Segundo os autores Rafael Oliva e Francisco Azevedo, o alinhamento entre investimento social e negócio é uma tendência cada vez mais evidente nos posicionamentos estratégicos e de políticas de investimento social das empresas e suas fundações e institutos. Pois, é possível perceber tal fato a partir de estudos e pesquisas junto aos investidores sociais, cujos resultados demonstram que as iniciativas e posicionamentos ainda não são uniformes e cristalizados, conforme veremos adiante. Também, essa tendência acompanha a evolução de conceitos e atuação social das empresas, que desde os anos 90 vêm ampliando sua compreensão do valor que o investimento social traz para o negócio.

Nos anos 90, as empresas não possuíam áreas responsáveis pelo tema. Afinal de contas, o momento histórico era outro, o Estado havia deixado de estar mais presente em questões sociais, com isso a sociedade civil passou a se organizar em ações para minimizar problemas sociais. As empresas, então, direcionavam seus recursos de maneira filantrópica para ajudar iniciativas de caráter assistencial, acompanhando a forma de atuação da sociedade civil organizada. Naquele momento, não havia preocupação ou interesse de que as ações tivessem relação com o negócio, envolvimento de colaboradores ou visibilidade.

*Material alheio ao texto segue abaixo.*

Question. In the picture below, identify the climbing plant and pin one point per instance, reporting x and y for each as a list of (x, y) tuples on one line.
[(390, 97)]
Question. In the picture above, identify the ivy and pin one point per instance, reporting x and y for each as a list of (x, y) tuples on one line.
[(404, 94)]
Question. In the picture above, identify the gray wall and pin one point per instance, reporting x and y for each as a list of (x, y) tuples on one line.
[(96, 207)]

Já a partir dos anos 2000, a atuação social das empresas passou a ser olhada como um investimento de fato, sendo introduzida como uma área do negócio e, como todas as outras áreas, deveria obedecer às premissas básicas da gestão empresarial. Os recursos sob a perspectiva de um investimento estratégico passam a serem vinculados aos resultados e impactos sociais que devem ser acompanhados.

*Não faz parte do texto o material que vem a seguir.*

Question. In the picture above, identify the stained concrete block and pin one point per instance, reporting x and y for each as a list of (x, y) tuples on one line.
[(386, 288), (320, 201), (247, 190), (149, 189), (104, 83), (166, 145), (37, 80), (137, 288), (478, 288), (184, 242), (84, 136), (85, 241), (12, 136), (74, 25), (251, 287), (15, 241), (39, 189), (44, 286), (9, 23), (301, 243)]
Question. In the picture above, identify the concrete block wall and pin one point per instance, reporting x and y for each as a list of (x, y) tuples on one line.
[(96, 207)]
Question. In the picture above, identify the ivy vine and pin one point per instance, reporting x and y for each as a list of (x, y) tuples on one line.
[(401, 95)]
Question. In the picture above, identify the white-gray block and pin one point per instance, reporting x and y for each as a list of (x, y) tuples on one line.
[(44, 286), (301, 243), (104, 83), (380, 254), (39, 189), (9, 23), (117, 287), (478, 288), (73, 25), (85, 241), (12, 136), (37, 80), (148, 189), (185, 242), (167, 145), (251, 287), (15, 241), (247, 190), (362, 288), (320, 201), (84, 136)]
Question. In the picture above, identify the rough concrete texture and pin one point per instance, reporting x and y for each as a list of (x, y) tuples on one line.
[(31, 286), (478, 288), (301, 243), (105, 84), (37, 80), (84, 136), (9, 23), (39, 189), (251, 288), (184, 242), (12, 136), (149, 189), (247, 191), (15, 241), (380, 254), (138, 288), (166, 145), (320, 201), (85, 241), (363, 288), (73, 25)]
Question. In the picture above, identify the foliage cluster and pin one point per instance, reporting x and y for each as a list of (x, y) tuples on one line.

É importante ressaltar que, mesmo estratégico, o investimento social ainda não era considerado como parte prioritária do negócio. Essa realidade muda por volta de 2005, quando as empresas passam a ser cobradas por transparência, alinhamento com o interesse público e responsabilidade com o desenvolvimento social. Indicadores e pesquisas apontam que, hoje, tais pontos fazem parte do planejamento e iniciativas dos investidores sociais, demonstrando a importância do alinhamento do investimento social e o negócio.

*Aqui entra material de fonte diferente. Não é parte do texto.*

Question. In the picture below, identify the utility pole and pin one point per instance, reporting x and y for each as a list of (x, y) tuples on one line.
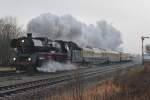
[(143, 38)]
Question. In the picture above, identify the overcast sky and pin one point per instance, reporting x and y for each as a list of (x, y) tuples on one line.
[(130, 17)]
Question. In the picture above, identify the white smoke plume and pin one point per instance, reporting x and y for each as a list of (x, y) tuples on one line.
[(66, 27), (53, 66)]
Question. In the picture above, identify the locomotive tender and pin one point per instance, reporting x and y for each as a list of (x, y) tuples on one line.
[(32, 52)]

Hoje: investimento social e negócio

Chegado ao momento presente, em que o tema de alinhamento do investimento social e negócio passou a ser amplamente discutido, buscamos entender o que de fato é esse alinhamento e como está sendo praticado pelos mais diversos investidores sociais no Brasil.

Em 2015, o GIFE realizou um levantamento junto de seus Associados para identificar, na prática, o entendimento e execução de seus investimentos sociais alinhados aos negócios. Na publicação, Alinhamento entre o Investimento Social e o Negócio, em que apresenta os resultados deste levantamento, foram identificadas 4 abordagens: Incrementalista, De Valor Compartilhado, Influência Social Estratégica e Inteligência Social de Negócios. Neste artigo, iremos focar no desenvolvimento das duas primeiras abordagens, por serem aquelas que, de acordo com pesquisas recentes, apresentam exemplos práticos consistentes e indicadores de resultados.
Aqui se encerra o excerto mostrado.